Если все довольны, то в чем основание для маршей несогласных, почему надо говорить о необходимости изменений?

– Если бы все эти вузы были частными, то можно было бы отнестись к этому спокойно, так как покупатели довольны. Но поскольку вузы государственные, финансирование увеличивается, то возникает вопрос, производит ли это образование то, что необходимо новой экономике, может ли оно производить другой эффект. Этот вопрос очень важен. С нашей точки зрения вузы могут играть роль в построении норм жизни. –

У вас есть видение связи и отношении между этой системой и показателями в экономике. Вы говорите, что было бы по-другому, и показатели были бы другими. Эту связь можно определить?

– Это сложный вопрос о связи образования и экономического роста. Что является причиной чего? Я склонен к исследованию кейсов, как живет социологическая ткань. Здесь есть историческое наследие, вузы не виноваты. Если бы ректоры и преподаватели обманывали студентов и работодателей... Но они действуют адекватно. К ним приходят ребята, они их обучают. Авиационные вузы в свое время вырвали из индустриального комплекса. У них существовали некоторые связи, связи эти были разорваны. Сейчас вузы окуклились и работают без индустрии. Восстановление связей фиктивно. Эту ситуацию не прорвать. Вся политика: вузов много, министерство одно. Они вынуждены действовать формально. Это будет приводить к имитации. Чтобы переломить ситуацию придется работать в ручном режиме. Я не вижу, какая может быть политика, которая изменит ситуацию. –

Вы не исследовали мотивацию, что преследуют администрация, преподаватели, студенты, мне кажется в этом недостаток исследования.

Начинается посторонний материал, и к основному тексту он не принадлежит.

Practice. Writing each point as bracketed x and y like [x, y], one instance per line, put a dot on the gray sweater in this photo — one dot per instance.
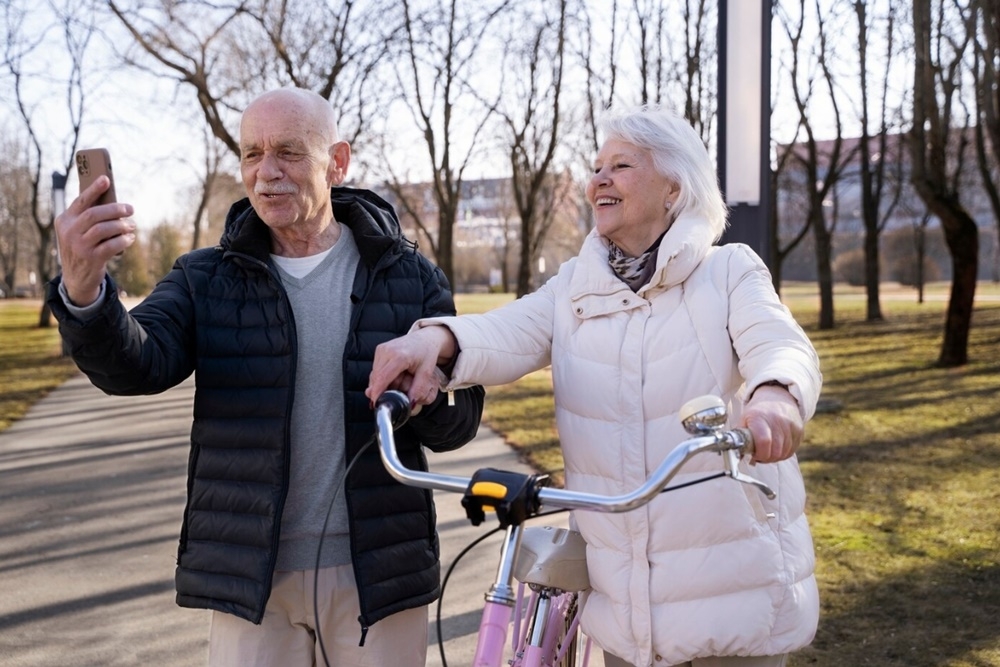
[321, 305]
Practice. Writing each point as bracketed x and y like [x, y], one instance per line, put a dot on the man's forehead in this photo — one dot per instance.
[272, 140]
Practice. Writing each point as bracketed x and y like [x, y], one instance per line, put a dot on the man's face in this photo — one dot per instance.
[288, 161]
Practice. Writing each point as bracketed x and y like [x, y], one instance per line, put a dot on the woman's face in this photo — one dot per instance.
[629, 197]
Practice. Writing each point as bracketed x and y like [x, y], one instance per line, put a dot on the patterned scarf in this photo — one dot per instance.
[634, 271]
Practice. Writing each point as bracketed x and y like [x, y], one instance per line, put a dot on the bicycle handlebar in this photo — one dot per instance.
[707, 420]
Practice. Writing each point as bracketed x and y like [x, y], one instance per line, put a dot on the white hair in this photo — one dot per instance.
[678, 153]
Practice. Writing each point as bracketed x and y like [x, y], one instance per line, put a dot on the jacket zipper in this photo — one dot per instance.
[286, 462]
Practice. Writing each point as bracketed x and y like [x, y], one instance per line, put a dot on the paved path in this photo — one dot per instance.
[91, 493]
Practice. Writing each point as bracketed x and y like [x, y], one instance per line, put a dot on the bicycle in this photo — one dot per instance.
[550, 561]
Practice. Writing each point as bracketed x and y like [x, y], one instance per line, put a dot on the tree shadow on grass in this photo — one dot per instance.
[928, 617]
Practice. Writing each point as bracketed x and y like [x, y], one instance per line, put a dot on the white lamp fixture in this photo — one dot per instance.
[743, 102]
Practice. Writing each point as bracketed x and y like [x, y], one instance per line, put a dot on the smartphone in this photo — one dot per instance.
[91, 163]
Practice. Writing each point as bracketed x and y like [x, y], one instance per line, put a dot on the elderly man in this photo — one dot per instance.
[293, 534]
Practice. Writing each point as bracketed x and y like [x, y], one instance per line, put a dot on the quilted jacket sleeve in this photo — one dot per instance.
[769, 342]
[441, 426]
[145, 351]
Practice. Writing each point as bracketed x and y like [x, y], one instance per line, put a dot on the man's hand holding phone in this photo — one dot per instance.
[90, 234]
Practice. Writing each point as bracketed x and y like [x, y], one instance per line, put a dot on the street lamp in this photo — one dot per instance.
[58, 206]
[744, 125]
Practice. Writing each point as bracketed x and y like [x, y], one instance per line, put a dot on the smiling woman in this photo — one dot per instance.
[649, 272]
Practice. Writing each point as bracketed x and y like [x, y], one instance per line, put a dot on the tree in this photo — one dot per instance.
[130, 269]
[821, 165]
[15, 210]
[532, 119]
[875, 154]
[987, 87]
[164, 247]
[943, 32]
[436, 61]
[26, 60]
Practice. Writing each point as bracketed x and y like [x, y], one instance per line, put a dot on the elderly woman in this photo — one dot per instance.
[649, 315]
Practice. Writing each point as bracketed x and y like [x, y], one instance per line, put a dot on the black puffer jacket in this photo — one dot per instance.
[223, 314]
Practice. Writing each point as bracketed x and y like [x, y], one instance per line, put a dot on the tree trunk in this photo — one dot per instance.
[962, 236]
[824, 270]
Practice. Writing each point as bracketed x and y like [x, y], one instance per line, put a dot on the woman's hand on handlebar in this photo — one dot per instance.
[773, 417]
[410, 364]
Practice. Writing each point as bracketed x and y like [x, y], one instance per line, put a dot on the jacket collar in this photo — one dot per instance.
[683, 247]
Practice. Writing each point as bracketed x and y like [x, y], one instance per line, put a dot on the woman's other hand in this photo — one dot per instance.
[773, 417]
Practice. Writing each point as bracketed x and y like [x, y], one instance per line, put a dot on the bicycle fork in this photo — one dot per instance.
[499, 605]
[552, 562]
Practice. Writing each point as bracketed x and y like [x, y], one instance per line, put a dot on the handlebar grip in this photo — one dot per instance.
[398, 405]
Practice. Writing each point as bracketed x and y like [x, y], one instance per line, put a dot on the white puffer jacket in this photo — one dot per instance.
[712, 570]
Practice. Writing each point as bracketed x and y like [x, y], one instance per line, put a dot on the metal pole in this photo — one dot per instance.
[749, 221]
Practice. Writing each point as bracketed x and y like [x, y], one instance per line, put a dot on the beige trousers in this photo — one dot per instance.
[763, 661]
[287, 636]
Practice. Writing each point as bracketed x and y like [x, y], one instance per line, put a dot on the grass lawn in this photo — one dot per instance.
[31, 364]
[903, 478]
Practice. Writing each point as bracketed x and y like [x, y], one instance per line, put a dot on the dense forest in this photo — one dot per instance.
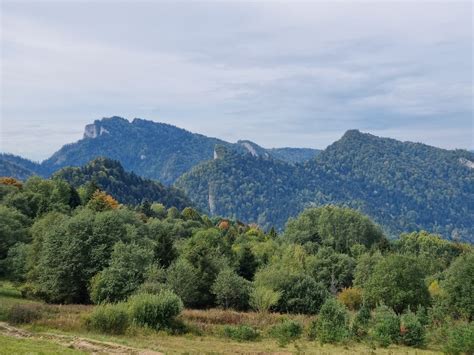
[402, 186]
[68, 245]
[108, 175]
[150, 149]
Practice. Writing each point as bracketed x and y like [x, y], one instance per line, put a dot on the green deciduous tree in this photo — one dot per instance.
[398, 282]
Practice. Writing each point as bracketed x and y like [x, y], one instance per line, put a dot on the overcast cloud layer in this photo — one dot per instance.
[280, 74]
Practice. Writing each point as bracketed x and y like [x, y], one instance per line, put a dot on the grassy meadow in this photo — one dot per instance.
[54, 329]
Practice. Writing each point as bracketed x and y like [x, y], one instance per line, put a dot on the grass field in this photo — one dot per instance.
[61, 329]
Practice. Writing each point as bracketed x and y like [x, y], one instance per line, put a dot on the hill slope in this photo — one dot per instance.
[128, 188]
[18, 167]
[403, 186]
[151, 149]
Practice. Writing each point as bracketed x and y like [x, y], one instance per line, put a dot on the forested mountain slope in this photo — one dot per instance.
[151, 149]
[16, 166]
[403, 186]
[108, 175]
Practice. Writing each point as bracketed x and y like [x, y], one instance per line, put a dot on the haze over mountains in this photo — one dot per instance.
[404, 186]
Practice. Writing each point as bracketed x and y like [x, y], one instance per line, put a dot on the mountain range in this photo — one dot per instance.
[402, 185]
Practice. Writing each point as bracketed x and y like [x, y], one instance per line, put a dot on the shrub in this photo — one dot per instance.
[231, 290]
[109, 318]
[412, 332]
[385, 328]
[263, 298]
[459, 287]
[182, 278]
[286, 332]
[360, 324]
[240, 333]
[460, 339]
[23, 313]
[332, 324]
[155, 311]
[302, 294]
[351, 297]
[123, 276]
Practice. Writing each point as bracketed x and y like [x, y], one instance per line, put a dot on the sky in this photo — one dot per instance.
[295, 74]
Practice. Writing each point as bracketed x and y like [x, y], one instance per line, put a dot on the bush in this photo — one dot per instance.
[385, 328]
[460, 339]
[412, 332]
[262, 298]
[397, 281]
[351, 297]
[360, 324]
[155, 311]
[109, 318]
[23, 313]
[459, 286]
[286, 332]
[231, 290]
[302, 294]
[182, 278]
[332, 324]
[240, 333]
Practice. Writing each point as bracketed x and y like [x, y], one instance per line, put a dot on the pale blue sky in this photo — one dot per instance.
[277, 73]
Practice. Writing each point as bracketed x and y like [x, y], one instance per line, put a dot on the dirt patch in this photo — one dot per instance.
[73, 342]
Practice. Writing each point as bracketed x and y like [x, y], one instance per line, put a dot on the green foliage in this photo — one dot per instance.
[302, 294]
[155, 311]
[262, 298]
[231, 290]
[286, 332]
[13, 229]
[434, 253]
[398, 282]
[460, 339]
[361, 321]
[412, 332]
[206, 251]
[351, 298]
[334, 270]
[358, 171]
[123, 276]
[240, 332]
[385, 327]
[364, 268]
[16, 262]
[247, 263]
[163, 249]
[332, 324]
[109, 318]
[339, 228]
[109, 175]
[459, 286]
[183, 279]
[61, 275]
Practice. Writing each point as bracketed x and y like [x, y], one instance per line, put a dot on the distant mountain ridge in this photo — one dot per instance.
[154, 150]
[109, 175]
[402, 185]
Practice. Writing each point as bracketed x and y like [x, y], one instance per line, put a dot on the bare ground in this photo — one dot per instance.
[74, 342]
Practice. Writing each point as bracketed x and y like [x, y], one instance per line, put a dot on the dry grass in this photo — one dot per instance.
[69, 320]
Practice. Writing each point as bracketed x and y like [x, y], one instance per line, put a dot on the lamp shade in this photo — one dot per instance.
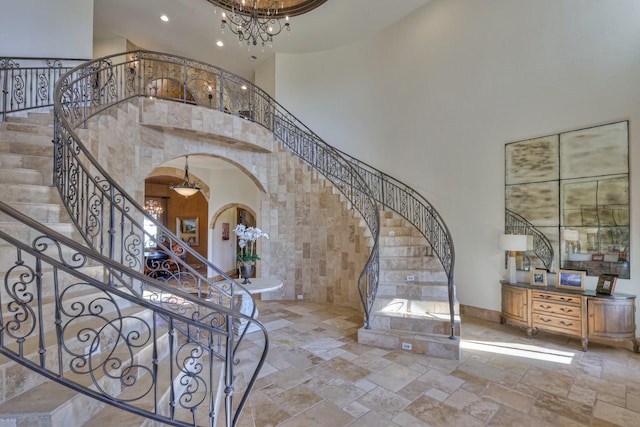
[513, 242]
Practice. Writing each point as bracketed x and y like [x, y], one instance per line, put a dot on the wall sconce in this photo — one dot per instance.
[512, 243]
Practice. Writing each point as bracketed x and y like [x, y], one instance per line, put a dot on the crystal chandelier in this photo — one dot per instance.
[185, 187]
[245, 21]
[153, 207]
[258, 21]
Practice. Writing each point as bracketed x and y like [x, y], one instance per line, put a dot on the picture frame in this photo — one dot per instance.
[606, 284]
[571, 279]
[538, 277]
[188, 230]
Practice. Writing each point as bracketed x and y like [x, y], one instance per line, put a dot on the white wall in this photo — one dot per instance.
[32, 28]
[106, 47]
[433, 100]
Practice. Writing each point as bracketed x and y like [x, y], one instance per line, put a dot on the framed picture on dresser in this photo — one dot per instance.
[571, 279]
[538, 277]
[606, 284]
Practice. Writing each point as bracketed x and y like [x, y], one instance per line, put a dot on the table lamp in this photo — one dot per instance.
[513, 243]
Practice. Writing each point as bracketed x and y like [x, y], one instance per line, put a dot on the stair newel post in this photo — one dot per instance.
[5, 73]
[112, 222]
[228, 366]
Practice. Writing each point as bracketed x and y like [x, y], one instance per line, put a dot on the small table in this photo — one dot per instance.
[257, 286]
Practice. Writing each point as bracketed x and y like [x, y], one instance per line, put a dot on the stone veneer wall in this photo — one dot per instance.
[316, 243]
[317, 246]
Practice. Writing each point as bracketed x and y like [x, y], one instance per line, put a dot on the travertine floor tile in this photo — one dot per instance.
[317, 374]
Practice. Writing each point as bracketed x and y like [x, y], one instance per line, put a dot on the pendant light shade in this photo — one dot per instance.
[185, 187]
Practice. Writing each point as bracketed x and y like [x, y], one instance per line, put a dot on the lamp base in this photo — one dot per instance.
[511, 270]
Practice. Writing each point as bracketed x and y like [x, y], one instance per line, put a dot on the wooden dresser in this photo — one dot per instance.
[582, 314]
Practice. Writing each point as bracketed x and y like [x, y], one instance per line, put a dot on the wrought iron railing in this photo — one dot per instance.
[143, 73]
[27, 83]
[122, 338]
[100, 84]
[517, 224]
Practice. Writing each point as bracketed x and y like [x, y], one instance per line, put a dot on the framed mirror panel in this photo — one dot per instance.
[570, 193]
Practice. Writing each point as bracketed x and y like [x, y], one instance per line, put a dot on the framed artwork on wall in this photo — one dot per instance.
[606, 284]
[571, 279]
[188, 230]
[538, 277]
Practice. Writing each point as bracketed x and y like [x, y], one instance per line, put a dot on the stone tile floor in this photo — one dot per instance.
[317, 374]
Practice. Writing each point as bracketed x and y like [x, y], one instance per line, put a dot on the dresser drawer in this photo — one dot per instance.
[562, 299]
[560, 324]
[564, 309]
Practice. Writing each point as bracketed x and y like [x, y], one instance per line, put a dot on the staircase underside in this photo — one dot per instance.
[411, 311]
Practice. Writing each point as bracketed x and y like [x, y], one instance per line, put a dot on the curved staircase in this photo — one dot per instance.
[411, 310]
[406, 286]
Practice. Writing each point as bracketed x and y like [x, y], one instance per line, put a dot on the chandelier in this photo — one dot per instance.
[185, 187]
[258, 21]
[153, 207]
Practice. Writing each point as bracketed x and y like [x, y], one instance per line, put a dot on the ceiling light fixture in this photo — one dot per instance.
[185, 187]
[258, 21]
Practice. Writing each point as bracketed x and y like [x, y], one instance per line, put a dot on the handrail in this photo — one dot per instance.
[95, 337]
[100, 84]
[28, 87]
[413, 207]
[517, 224]
[108, 218]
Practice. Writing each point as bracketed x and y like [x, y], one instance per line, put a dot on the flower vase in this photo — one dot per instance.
[246, 271]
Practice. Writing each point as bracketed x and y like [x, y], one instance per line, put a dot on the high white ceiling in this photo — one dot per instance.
[193, 28]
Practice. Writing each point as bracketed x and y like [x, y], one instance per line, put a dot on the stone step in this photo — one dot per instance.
[28, 127]
[425, 324]
[10, 175]
[414, 306]
[42, 164]
[390, 241]
[428, 345]
[48, 213]
[26, 137]
[415, 290]
[26, 193]
[395, 231]
[406, 262]
[44, 118]
[392, 222]
[25, 233]
[409, 275]
[26, 148]
[408, 251]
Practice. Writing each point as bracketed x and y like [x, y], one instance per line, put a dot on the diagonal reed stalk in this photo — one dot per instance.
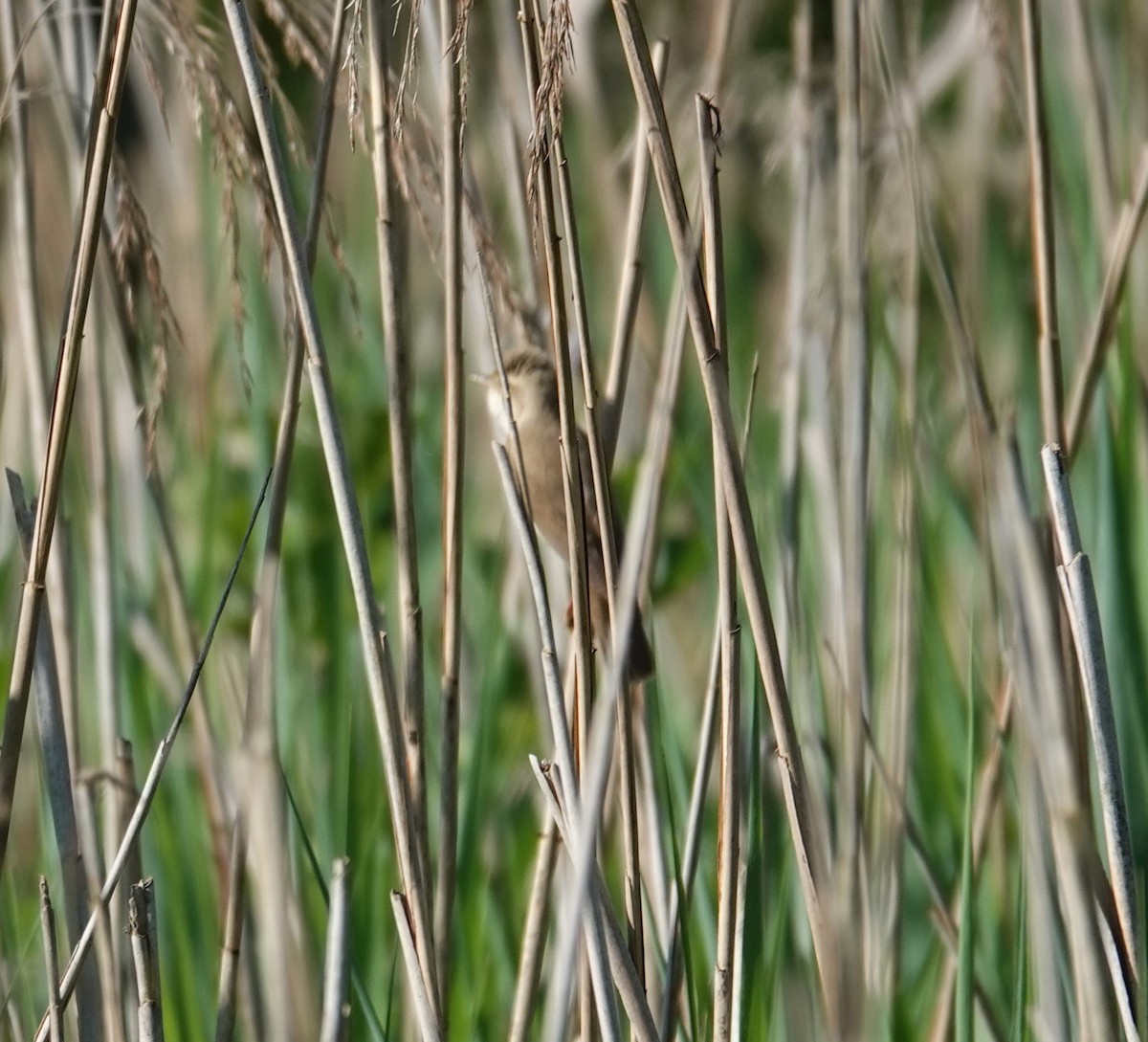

– У нас было несколько вопросов мотивационных. Но я не понимаю, зачем спрашивать, что люди хотят, если ты видишь, что они делают. Мы в интервью ощущаем эти интересы, но очень много вранья, а во-вторых, у меня нет ощущения, что это что-то добавляет к картине. Есть ситуации, где уже нет рынка труда, и непонятно, что вузы и студенты делают. Зачем там учится – это важный момент. –

Переход на двухуровневую систему изменяет ситуацию, или это все равно ничего не изменит, станет бюрократической имитацией?

– Это пример институциональной инновации, которую имитировать тоже можно. Но студент толкается в точку выбора. Эта ситуация может его мотивировать, заставить, наконец, задуматься, что он делает. Это важное институциональное изменение. Наш набор 2009 года показал: 40% магистров сменили направление. Пришло много магистров после технических вузов. Это очень интересно.